Dans ce marché concurrentiel de l’assurance automobile, l’assureur se doit d’inciter les bas risques (les bons conducteurs) à rester dans son portefeuille et d’attirer, dans un même temps, à lui les bas risques des autres compagnies. Encore faut-il bien estimer ces risques dans un contexte particulier d’information incomplète.

Dans cet article, on construit différents indicateurs de sinistralité antérieure, obtenus par le croisement du coefficient réduction majoration (CRM) et de l’ancienneté de permis, qui ont empiriquement un meilleur effet prédictif que le CRM sur la sinistralité future, ainsi l’assureur dispose de plusieurs stratégies. En l’absence de données longitudinales, ces indicateurs sont utilisés également pour revisiter la problématique de l’asymétrie d’information.

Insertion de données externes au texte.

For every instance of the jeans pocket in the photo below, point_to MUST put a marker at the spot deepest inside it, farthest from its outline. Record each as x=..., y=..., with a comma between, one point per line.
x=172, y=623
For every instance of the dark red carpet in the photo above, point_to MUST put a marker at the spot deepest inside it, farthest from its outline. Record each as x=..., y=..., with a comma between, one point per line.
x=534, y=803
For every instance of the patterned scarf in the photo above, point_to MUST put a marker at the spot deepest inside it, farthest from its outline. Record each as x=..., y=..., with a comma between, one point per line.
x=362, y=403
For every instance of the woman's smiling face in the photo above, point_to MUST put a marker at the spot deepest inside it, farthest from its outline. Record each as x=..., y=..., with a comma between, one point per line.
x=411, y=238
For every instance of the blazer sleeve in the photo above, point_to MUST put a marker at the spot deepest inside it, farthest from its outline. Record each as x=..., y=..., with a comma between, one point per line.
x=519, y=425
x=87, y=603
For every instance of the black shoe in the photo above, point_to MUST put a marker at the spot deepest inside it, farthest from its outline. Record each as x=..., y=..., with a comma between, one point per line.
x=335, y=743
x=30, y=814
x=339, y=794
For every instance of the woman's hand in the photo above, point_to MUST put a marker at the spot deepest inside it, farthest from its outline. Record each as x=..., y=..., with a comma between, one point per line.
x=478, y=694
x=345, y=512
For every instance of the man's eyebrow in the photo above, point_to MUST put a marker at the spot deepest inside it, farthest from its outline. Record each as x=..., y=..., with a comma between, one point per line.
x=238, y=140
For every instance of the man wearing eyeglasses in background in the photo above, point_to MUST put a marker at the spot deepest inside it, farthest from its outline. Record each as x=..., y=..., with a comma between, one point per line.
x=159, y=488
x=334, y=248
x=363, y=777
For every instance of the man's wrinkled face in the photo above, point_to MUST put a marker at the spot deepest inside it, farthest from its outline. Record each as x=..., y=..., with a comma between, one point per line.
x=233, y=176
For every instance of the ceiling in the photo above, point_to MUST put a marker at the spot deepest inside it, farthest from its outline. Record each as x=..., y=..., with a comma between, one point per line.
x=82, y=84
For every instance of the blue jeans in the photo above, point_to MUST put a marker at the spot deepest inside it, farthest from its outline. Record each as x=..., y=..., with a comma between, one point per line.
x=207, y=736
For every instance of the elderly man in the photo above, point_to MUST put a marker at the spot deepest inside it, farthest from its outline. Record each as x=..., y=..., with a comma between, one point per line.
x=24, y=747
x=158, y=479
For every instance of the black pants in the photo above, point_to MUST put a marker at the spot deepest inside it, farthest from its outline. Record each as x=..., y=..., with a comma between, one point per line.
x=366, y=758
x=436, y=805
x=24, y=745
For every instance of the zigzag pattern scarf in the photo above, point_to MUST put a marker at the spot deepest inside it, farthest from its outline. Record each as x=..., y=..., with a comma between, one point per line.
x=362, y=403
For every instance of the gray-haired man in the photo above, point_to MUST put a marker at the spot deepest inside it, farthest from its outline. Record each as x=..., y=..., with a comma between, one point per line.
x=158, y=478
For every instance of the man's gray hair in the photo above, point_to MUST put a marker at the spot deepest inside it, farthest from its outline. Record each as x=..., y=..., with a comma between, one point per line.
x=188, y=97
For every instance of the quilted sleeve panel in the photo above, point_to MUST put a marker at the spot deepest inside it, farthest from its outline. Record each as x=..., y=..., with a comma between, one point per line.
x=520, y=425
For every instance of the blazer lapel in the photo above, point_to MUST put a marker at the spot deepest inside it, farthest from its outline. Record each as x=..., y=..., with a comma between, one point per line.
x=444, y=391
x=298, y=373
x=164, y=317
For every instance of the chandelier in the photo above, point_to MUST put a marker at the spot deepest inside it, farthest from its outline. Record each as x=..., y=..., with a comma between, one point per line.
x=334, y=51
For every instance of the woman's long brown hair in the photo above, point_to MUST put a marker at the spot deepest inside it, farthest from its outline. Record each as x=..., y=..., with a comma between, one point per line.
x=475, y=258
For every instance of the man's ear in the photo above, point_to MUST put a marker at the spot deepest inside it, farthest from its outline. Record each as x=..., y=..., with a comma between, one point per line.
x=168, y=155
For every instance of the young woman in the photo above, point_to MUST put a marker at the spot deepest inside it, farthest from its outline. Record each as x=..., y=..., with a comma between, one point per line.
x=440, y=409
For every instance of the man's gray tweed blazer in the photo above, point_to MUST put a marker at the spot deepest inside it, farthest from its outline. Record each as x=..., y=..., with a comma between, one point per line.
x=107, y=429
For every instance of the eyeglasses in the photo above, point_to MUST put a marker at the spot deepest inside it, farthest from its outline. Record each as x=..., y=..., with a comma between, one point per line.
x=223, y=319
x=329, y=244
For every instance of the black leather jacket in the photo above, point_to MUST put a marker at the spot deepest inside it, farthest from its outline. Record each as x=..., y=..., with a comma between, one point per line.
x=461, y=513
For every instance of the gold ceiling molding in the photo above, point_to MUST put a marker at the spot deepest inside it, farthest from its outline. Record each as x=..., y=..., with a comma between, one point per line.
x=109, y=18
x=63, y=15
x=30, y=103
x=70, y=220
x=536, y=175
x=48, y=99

On constate, à l’aide de modèles Logit bivariés, utilisés pour éviter les biais liés à l’endogénéité du choix de contrat et obtenir des résultats robustes quant à l’estimation des probabilités de sinistre, que l’effet marginal (+ 9 % en moyenne) de cet indicateur de sinistralité passée sur la sinistralité actuelle est plus important que celui des autres variables. Les assurés qui choisissent un contrat RC ont en moyenne des probabilités plus élevées de sinistralité.